Blogs, I have learned this past year or so, can be very useful tools at digging out the truth. And you just did.



Hey Steve,Nice free advertisement. Why dont you put your home # there? Idiot.

Marianne Paskowski:


Think what you will, but why hasn't Steve fixed his blog yet? That gets under my skin. I don't mind him giving out all of his details, but I fixed my mistake, linking to what he said on his blog, and his correction is overdue. It's not my responsibility to fix his blog. It's his.

Thanks for keeping everyone on their toes,



Actually, Marianne, we fixed it twice: once, immediately after our mistakes were called to our attention, we edited out any reference to Cox or Comcast. Then, we received detailed information directly from Trojan about usage of the spots and posted our latest blog--completely devoted to clearing up the matter. Check it out at www.cablepositive.org.

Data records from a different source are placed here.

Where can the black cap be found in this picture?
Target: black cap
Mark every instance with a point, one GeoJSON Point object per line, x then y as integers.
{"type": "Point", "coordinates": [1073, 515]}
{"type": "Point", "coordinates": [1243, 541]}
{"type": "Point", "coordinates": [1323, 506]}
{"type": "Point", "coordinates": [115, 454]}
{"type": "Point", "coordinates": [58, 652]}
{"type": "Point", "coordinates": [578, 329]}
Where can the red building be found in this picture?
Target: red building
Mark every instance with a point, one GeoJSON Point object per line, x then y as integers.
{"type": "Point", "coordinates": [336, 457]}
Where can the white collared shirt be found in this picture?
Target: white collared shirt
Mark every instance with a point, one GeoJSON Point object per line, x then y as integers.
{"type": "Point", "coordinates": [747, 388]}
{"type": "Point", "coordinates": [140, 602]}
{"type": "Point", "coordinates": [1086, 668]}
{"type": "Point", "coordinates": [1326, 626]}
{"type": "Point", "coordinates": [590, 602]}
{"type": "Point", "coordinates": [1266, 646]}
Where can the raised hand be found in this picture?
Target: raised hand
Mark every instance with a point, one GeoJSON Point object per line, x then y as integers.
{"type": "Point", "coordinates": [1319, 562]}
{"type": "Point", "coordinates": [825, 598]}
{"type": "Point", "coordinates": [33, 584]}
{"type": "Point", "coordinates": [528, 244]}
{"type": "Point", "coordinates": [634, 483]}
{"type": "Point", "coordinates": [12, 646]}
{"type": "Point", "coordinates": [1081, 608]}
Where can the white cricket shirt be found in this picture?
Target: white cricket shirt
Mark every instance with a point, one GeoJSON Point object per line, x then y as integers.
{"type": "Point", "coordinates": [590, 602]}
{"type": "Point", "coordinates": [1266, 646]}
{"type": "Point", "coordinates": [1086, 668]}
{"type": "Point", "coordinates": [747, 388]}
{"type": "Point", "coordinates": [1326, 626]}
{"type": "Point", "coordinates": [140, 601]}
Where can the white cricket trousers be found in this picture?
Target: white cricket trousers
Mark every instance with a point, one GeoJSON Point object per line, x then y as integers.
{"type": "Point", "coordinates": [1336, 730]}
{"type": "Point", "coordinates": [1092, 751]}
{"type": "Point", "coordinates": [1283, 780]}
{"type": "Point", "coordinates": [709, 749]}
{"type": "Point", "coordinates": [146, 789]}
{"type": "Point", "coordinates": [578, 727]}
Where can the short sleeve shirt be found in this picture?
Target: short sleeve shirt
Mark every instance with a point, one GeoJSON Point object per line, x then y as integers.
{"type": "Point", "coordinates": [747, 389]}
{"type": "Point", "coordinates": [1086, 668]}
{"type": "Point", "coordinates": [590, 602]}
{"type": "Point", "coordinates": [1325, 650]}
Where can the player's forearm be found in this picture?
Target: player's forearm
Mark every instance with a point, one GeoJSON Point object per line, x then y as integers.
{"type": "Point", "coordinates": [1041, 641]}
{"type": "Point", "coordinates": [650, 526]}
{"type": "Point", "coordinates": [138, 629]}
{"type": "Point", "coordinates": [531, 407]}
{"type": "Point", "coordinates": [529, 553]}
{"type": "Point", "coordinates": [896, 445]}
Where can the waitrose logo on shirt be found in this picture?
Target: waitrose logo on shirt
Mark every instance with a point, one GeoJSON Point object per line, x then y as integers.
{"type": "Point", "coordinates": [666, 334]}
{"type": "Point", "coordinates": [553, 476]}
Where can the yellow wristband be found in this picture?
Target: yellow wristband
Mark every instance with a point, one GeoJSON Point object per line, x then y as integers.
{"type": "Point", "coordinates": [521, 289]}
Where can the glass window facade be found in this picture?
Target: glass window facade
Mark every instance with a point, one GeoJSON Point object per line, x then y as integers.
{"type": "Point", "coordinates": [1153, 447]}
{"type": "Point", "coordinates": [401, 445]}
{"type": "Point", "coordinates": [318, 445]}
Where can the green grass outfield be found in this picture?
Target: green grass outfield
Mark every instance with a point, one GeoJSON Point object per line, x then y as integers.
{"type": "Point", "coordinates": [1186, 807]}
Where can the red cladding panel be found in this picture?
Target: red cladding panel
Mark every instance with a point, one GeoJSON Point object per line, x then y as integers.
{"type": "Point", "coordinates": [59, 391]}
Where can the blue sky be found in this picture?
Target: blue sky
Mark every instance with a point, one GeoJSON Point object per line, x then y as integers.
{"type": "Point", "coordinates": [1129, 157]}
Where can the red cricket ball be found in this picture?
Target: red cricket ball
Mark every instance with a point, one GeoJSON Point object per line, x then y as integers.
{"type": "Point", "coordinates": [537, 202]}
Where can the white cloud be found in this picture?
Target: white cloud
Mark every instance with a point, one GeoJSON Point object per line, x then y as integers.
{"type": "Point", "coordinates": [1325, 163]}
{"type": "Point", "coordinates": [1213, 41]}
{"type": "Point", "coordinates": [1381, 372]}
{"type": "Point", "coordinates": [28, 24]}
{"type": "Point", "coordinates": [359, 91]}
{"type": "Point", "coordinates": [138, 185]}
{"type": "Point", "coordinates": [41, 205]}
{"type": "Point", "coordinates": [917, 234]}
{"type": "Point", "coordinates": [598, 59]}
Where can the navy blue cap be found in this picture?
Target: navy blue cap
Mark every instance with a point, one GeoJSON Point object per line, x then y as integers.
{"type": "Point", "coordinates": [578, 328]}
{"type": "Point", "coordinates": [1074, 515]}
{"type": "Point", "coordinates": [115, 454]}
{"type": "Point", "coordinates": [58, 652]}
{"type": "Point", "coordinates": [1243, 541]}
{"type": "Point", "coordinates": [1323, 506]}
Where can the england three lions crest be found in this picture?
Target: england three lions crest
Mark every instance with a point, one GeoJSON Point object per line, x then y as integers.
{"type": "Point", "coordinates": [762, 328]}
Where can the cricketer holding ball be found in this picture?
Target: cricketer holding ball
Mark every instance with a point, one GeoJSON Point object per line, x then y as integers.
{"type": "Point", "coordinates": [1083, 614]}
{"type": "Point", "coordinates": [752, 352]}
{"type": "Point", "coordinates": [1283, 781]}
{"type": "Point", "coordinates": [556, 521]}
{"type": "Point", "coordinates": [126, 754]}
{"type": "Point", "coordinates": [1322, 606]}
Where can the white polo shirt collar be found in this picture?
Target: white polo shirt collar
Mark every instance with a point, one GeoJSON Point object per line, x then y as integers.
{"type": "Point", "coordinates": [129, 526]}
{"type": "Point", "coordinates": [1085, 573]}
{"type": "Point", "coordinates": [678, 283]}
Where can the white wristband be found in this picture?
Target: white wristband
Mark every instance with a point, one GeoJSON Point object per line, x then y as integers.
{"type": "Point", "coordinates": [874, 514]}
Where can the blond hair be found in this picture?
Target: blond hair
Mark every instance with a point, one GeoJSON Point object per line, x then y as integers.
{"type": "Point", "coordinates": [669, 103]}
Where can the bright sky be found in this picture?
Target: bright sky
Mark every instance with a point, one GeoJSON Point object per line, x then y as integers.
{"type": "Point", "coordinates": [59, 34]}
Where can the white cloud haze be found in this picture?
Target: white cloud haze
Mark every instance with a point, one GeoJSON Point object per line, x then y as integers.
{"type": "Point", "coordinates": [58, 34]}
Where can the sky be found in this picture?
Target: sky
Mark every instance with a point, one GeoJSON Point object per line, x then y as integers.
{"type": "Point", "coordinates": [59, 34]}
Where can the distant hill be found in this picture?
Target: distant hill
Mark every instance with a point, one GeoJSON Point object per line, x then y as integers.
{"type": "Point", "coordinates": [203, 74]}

And we did this while we've been running the nation's largest, industry-related, AIDS education and awareness non-profit organization that has donated more than one billion dollars of airtime to the cause. And, all this we did during Diversity Week, one of the cable television industry's biggest and busiest weeks of the year, while we were conducting a Chapter Leadership Summitt, a fundraising benefit, preparing for a full Board of Directors meeting, expanding our programs of outreach and assistance around the world, and attending Diversity Week meetings, workshops and events.

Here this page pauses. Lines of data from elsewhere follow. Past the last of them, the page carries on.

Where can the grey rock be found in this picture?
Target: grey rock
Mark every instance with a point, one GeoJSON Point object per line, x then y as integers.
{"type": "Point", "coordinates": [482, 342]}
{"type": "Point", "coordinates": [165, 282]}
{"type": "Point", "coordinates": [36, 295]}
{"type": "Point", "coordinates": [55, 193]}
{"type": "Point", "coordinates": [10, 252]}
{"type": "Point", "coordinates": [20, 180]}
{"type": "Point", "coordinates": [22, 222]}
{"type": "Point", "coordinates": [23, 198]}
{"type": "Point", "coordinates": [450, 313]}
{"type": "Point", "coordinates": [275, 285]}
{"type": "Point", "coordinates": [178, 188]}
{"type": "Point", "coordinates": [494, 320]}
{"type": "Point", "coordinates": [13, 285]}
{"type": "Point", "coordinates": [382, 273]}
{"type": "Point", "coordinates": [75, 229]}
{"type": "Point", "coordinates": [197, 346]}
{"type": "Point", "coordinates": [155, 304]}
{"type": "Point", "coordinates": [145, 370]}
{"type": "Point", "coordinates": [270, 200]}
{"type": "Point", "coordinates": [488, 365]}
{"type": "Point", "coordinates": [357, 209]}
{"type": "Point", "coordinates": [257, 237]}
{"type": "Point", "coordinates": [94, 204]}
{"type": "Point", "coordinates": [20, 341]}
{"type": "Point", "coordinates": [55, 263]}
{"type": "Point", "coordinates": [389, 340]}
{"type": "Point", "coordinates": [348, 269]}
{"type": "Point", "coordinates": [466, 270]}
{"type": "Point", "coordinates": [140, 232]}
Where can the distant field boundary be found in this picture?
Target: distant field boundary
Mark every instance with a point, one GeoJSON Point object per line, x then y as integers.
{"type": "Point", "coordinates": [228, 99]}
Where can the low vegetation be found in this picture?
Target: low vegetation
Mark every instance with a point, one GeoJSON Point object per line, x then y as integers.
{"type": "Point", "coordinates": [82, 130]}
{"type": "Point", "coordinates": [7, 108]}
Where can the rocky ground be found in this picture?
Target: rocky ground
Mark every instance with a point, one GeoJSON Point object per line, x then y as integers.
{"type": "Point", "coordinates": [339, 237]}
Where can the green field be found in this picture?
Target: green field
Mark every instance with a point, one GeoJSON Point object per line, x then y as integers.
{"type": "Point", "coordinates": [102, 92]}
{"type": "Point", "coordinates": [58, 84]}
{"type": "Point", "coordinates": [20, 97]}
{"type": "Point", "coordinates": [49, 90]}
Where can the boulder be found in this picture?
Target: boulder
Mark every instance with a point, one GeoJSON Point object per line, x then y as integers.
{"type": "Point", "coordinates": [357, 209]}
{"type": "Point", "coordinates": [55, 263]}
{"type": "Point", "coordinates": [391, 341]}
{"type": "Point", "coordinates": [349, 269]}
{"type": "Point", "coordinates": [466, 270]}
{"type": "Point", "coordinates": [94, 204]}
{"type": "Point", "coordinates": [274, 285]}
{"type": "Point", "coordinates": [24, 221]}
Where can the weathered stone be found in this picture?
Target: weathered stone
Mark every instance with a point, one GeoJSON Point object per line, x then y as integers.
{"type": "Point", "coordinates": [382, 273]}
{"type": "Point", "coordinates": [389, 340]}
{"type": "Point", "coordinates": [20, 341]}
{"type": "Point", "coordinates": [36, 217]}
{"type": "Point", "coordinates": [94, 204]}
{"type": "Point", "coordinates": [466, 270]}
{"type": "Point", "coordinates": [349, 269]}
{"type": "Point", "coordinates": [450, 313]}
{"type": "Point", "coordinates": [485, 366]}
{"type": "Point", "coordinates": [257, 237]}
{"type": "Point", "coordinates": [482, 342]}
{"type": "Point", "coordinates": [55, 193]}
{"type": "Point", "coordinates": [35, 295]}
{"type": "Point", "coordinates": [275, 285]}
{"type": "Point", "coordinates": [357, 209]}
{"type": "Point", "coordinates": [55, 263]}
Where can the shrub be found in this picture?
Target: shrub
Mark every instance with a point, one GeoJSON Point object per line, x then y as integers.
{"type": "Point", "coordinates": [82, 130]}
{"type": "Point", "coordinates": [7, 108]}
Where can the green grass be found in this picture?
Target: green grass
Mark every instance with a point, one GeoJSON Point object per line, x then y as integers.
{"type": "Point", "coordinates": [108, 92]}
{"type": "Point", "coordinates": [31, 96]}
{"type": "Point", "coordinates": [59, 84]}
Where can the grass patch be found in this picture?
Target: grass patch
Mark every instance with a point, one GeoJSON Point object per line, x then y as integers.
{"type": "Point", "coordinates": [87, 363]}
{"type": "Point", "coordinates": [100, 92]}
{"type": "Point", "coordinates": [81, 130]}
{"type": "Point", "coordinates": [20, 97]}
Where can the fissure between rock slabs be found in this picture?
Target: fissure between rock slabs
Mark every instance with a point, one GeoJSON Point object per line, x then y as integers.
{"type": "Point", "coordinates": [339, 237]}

It sure would be nice to have the luxury of time to use all of it to research and write a blog. But, at the core of Cable Positive's mission is that we have lives to save.

Thanks for all of your support through the years for Cable Positive's work in the fight against HIV/AIDS.

Steve Villano,
President/CEO, Cable Positive

Marianne Paskowski:


Thanks for letting us know. Yes, I feel like, you, it would be nice to have the luxury of time to research and write a blog. You did your best, and it was good. I do my best and whatever.